TEMPO.CO, YOGYAKARTA - Pemerintah Kota Yogyakarta mengaku belum bisa memberikan kepastian apa pun terkait nasib pencairan dana keistimewaan setelah Sabda Raja dikeluarkan Raja Keraton Yogyakarta Sri Sultan Hamengku Buwono X.
Sabda Raja Sultan HB X sempat diperkirakan bakal mempengaruhi perubahan Undang-Undang Keistimewaan DIY yang satu paket dengan pos alokasi pemerintah pusat untuk DIY melalui APBN sebagai pendukung pelaksanaan UU itu. (baca:Sensitif pada Isu Suksesi Keraton, Perda Jabatan Gubernur DIY Tak Rampung)
"Kalau pencairan tahap pertama bulan April kemarin masih lancar dan tak terlambat. Kami belum tahu jika ada (polemik) ini, apa akan ada perubahan karena belum ada pemberitahuan dari provinsi," kata Kepala Dinas Pariwisata dan Kebudayaan Kota Yogyakarta Eko Suryo Maharsono kepada Tempo, Jumat, 8 Mei 2015.

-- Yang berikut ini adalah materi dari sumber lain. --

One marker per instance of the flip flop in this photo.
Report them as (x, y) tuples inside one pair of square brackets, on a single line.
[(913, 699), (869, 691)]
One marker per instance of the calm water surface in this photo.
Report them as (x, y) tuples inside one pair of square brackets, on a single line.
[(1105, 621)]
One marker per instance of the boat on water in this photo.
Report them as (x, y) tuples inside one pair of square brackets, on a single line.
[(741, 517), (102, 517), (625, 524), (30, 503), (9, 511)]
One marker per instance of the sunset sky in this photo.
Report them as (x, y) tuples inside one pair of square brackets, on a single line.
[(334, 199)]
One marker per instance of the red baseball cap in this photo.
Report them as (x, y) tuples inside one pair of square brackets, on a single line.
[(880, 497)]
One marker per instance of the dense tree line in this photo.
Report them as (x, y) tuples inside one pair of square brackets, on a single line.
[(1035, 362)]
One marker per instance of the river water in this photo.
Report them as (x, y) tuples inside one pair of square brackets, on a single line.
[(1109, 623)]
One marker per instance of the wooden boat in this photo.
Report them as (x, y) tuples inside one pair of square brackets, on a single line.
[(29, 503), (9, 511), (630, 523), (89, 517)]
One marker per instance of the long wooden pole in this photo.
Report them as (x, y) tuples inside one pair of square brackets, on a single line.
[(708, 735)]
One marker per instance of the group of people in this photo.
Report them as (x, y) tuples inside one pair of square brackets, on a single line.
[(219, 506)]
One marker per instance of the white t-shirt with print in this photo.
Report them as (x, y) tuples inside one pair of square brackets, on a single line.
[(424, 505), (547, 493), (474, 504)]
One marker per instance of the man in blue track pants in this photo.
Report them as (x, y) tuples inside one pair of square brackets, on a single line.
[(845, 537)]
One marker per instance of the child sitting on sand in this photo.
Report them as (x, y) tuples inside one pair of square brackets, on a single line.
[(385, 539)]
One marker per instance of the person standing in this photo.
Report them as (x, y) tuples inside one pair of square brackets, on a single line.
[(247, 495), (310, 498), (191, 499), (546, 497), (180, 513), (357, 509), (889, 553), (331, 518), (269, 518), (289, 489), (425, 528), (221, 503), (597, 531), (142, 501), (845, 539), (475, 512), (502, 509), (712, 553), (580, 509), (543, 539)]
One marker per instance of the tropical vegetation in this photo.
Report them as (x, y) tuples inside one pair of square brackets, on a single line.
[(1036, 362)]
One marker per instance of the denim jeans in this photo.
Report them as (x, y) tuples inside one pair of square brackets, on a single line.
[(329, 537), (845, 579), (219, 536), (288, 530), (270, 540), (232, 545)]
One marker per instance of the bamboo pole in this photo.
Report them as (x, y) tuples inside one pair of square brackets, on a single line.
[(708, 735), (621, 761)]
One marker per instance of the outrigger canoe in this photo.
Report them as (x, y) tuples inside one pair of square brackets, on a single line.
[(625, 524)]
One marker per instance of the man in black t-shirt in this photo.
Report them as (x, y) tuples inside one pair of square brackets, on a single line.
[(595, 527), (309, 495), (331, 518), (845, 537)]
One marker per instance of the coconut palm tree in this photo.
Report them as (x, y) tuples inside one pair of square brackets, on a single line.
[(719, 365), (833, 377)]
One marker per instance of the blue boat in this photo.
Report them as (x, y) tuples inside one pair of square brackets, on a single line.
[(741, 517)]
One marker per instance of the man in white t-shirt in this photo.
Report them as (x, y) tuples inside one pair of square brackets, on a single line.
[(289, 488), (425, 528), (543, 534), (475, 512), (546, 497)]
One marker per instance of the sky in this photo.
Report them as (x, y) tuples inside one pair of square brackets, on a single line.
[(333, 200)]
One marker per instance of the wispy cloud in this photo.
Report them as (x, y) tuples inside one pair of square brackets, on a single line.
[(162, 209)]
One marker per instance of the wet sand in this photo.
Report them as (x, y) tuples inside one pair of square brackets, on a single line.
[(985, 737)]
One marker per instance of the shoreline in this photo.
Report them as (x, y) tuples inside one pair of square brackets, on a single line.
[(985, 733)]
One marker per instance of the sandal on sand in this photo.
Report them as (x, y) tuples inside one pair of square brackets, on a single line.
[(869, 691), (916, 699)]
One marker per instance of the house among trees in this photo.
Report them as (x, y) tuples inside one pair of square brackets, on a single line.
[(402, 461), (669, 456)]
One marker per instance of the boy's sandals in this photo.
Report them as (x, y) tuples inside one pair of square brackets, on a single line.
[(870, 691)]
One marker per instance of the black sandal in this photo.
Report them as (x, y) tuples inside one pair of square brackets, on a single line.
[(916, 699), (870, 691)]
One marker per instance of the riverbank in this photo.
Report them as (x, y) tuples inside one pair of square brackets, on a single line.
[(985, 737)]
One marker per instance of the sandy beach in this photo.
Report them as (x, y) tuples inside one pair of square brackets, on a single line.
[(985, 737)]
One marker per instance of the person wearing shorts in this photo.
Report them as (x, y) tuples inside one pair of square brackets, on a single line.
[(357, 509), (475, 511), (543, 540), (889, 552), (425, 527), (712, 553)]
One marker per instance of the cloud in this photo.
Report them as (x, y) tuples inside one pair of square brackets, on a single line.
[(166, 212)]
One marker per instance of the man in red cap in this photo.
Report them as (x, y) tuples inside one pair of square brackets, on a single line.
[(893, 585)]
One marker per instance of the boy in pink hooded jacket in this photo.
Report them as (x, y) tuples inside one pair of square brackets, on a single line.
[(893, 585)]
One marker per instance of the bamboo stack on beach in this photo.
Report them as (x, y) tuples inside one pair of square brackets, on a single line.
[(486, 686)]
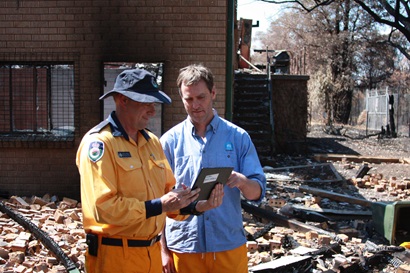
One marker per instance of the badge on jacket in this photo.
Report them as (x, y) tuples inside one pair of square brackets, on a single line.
[(96, 150)]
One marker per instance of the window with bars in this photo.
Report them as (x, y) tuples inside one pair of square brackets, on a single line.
[(37, 100)]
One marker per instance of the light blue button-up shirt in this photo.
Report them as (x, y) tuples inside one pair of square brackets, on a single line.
[(225, 145)]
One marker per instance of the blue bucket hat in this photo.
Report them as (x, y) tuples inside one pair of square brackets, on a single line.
[(138, 85)]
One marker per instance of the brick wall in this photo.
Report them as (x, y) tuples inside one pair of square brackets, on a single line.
[(89, 33)]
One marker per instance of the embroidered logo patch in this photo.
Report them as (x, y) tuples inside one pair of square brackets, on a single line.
[(228, 146), (96, 150)]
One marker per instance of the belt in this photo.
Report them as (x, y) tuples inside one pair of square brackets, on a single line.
[(131, 243)]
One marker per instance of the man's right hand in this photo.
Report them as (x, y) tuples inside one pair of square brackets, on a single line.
[(178, 198)]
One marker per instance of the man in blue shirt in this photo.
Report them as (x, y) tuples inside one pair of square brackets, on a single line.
[(211, 240)]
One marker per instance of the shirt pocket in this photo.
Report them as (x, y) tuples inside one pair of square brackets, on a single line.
[(130, 178)]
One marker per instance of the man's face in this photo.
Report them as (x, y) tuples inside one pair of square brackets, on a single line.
[(198, 99), (139, 113)]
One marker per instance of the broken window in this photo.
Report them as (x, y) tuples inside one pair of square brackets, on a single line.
[(37, 101)]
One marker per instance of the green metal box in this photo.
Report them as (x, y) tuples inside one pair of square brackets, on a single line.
[(392, 220)]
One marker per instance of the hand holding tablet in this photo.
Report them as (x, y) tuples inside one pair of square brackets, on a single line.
[(208, 178)]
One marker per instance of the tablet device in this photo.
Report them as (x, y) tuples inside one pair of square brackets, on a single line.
[(208, 178)]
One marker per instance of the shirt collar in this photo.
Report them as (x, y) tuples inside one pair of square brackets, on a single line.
[(213, 125), (118, 130)]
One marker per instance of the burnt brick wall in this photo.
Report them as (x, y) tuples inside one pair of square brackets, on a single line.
[(89, 33)]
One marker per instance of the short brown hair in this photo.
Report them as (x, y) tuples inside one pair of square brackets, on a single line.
[(194, 73)]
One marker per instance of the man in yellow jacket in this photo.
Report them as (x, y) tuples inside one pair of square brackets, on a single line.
[(126, 182)]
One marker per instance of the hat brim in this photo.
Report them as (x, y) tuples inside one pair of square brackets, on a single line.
[(143, 97)]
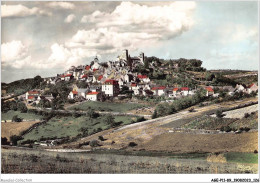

Menurut Eko, tahun ini Pemerintah Kota Yogyakarta mendapat jatah alokasi dana keistimewaan sekitar Rp 29 miliar untuk bidang kebudayaan dan instansi terkait. Dari jumlah itu, Dinas Pariwisata dan Kebudayaan mendapat Rp 9 miliar. "Baru dicairkan Rp 300 juta untuk instansi kami sendiri," ujar dia. (baca:Soal Sabda Raja Sultan, Sejarawan: Itu Hak Mutlak Raja)
Eko mengatakan pengajuan pencairan dana keistimewaan memang dilakukan per termin, bisa tiga atau empat kali lebih per tahun. "Mei ini kami akan ajukan pencairan lagi, tapi koordinasi dulu dengan provinsi apa tidak ada pengaruh sama sekali atau apa ada penundaan," ujar dia.
Lima poin Sabda Raja hanya mencantumkan perubahan terkait gelar nama raja dan sejumlah hal tentang tatanan adat dan sejarah keraton. Namun beberapa kalangan menilai hal itu tetap akan memicu amandemen UU Keistimewaan yang mempengaruhi nasib dana kesitimewaan.
"Karena pusat mengesahkan UU itu melihat latar sejarah keraton yang dahulu. Kalau paugeran berubah berati ada kerajaan baru. Ini yang memicu UU Keistimewaan diubah dan dana keistimewaan dikaji ulang," ujar budayawan yang juga pemimpin Jejaring Keistimewaan Ayodya Yogyakarta Kyai Haji Muhammad Jazir.